Studies have shown that high school graduates earn 50% to 100% more than those who do not complete high school. In addition, Malaysia faces the issue of gender disparity, where boys have a higher propensity to drop out than girls. Enrolment figures show that 70% of university students are female. The concern that girls are outperforming boys, and that the gender gap is increasing, will perpetuate the problem of marginalised young Malaysian men. The problem is serious enough for the MEB to categorise them as the “lost boys”.
Setting up a task force that will analyse and propose recommendations is the first step to giving due recognition to this problem and admitting that we need to fix it urgently. The socioeconomic disaster that will result from this trend must be arrested.
If we do not invest in preventive measures now, more would have to be spent on remedial measures later. Research has shown that people with low educational attainments are more dependent on welfare and more likely to be involved in crime. This would be a big loss to the economy when they could have potentially contributed with their income instead.

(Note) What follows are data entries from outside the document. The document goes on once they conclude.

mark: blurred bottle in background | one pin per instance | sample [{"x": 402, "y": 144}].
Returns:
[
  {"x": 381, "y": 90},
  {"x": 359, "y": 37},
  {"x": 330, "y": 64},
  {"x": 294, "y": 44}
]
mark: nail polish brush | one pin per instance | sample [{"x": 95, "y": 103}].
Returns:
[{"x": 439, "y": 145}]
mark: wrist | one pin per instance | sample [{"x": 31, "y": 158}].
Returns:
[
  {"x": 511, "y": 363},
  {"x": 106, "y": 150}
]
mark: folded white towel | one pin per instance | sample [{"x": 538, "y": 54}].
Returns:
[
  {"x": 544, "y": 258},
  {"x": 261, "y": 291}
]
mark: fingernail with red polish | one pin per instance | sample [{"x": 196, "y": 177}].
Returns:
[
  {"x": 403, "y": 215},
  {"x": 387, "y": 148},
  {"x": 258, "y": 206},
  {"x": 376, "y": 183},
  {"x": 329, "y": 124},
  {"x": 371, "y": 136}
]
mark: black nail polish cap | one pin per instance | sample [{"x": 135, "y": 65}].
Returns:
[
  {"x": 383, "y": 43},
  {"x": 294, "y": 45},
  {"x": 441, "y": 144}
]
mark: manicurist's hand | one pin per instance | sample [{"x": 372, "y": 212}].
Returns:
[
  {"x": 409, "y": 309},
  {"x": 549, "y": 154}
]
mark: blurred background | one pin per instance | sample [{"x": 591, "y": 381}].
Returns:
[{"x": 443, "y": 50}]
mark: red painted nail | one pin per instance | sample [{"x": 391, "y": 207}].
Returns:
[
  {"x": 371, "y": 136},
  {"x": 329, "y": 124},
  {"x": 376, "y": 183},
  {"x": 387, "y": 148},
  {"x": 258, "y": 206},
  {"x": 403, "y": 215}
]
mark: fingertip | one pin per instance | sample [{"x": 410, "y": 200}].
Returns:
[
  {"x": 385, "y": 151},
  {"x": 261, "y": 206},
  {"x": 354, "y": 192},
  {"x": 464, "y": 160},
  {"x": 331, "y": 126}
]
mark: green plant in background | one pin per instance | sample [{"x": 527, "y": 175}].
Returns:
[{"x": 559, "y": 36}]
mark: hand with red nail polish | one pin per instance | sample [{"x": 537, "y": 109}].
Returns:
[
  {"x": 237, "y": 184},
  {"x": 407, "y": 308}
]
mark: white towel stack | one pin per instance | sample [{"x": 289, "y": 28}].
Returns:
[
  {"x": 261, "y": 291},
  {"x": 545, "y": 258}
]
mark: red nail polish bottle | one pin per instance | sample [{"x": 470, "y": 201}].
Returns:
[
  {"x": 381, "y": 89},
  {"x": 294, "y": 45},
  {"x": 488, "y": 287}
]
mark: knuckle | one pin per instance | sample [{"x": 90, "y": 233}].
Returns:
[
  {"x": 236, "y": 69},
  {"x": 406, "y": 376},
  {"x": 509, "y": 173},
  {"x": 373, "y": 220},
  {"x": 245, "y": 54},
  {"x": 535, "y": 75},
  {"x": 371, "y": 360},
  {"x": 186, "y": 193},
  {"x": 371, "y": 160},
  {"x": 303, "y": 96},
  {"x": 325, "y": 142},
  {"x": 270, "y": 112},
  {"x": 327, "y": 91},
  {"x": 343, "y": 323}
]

Those who are deemed at risk of dropping out must be given the help and support they need to at least stay in school. Individualised intervention catering to their needs should be given so that they are able to keep up with learning and continue going to school. The breakfast programme for all students should have been continued, as it provides them with the nutrition to jump-start their day. We wish that the government would seriously address the dropout problem and take care of it before it becomes larger.